Madrigals will always be summer music to me.
Every structure I ever build seems weak and wobbly to me, unless it is both independent of time and can be formally proved; and I know in my heart that even this last condition is weak, because proofs can contain errors, and any proof is only valid within a containing logic anyway, and that logic, to be consistent, must be unreal.
I'm crap at proving things anyway. */
/* This. Now, this is beauty.
I'm sitting, crosslegged, on my bed, watching the trees stand, somehow desaturated against the bright grey sky. The sound of rain falling through leaves weaves in and out of the sound of chants from the liturgy of the dead in Gregorian chant, which fill the room. The walls are blue like clear skies in winter, and on the edge of hearing, the server's fan whines. Shadows fall, golden behind the curtains and deepening the greyness of the blue paint on the walls; turning the dark wood of my chest of drawers almost into just a shape; and then the sharp brightness of the cloud-diffused sun through the frosted window, and makes the slotted bedhead cast shadows onto the green sheets. Ivy climbs outside that window, the shapes of the leaves broken up by the leaff-patterns on the frosted glass.

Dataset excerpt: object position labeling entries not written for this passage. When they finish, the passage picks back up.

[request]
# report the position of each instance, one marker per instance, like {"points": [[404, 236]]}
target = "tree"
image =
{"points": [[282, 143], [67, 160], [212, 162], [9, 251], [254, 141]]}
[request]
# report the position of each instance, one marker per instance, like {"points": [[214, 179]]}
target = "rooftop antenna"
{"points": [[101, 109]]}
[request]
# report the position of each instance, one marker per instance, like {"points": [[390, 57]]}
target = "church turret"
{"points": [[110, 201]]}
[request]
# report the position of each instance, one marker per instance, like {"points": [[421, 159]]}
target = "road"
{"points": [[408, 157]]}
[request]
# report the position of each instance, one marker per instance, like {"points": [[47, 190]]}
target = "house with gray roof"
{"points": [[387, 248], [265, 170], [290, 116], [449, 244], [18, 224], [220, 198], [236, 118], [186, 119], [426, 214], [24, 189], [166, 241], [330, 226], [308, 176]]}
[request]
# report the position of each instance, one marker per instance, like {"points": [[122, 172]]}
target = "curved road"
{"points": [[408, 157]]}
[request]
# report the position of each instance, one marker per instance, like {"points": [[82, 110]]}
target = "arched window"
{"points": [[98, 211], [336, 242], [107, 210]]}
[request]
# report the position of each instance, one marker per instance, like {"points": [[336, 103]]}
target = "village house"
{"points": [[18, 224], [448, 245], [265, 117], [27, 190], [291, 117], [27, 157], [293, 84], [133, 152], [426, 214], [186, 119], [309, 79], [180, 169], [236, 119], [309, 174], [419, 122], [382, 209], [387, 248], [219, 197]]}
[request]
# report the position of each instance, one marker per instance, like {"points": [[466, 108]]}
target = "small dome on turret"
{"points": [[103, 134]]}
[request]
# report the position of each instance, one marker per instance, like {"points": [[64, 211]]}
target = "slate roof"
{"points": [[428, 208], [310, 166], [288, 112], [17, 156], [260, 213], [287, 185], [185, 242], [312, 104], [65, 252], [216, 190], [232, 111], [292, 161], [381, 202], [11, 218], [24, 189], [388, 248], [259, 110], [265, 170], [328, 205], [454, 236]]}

Water drips restlessly. The evening wears on. */
/* "We cross our bridges when we come to them and burn them behind us, with nothing to show for our progress except a memory of the smell of smoke, and a presumption that once our eyes watered."
If I were to sit down here and attempt to enumerate the list of things that I am afraid of then it would probably rapidly grow to eclipse the length of the concatenation of everything else that I have ever written; indeed, it is quite possible that the task of the preparation of said list would be more fearsome than many of the items on the list, and thus it becomes pleasingly recursive. Both emo and pretentious. Quite impressive a depth.
One thing that recent events have shown is that there was very likely a disaster coming anyway. I thought of it originally as a kind of abstract graph, but I don't think that's alive enough or terrifying enough; I think the whole situation - far broader than originally any of us saw or even can see now - was and is a set of highly constrained springs; I sometimes feel a little like the thrown stone. Then again, maybe it is not the datum itself that causes the - heh - "readjustments" - but the spreading knowledge of it. I don't know.
Another thing I want to think about some more is the parallels between art and parenthood, which Jimmy introduced to me; I had never actually thought about art in those terms before, and I'm not entirely sure I like thinking about it like that now. Frankly, both art and parenthood terrify me, the latter more than the former; this is probably simply because art is something that I have learned to deal with, whereas the idea of parenthood fills me with the gibbering terrors. I don't think this is why I don't like thinking of art in terms of parenthood; to me, though, every piece of art is a word, and whether a word is composed of subsidiary words; and the speaking of a word is not the same thing as parenthood. Although one could argue that in fact it is the necessary precursor and in some ways the general case of parenthood; witness the idea of "creation through speech"; both biblically, for example, in John 1:1, and in other places too... the way that Aslan sings the world into existence in The Magician's Nephew. And while I cannot believe that I should feel anything less than absolute, abject terror for the concept of parenthood; does this mean also that I should fear every word I say, and everything I have ever made?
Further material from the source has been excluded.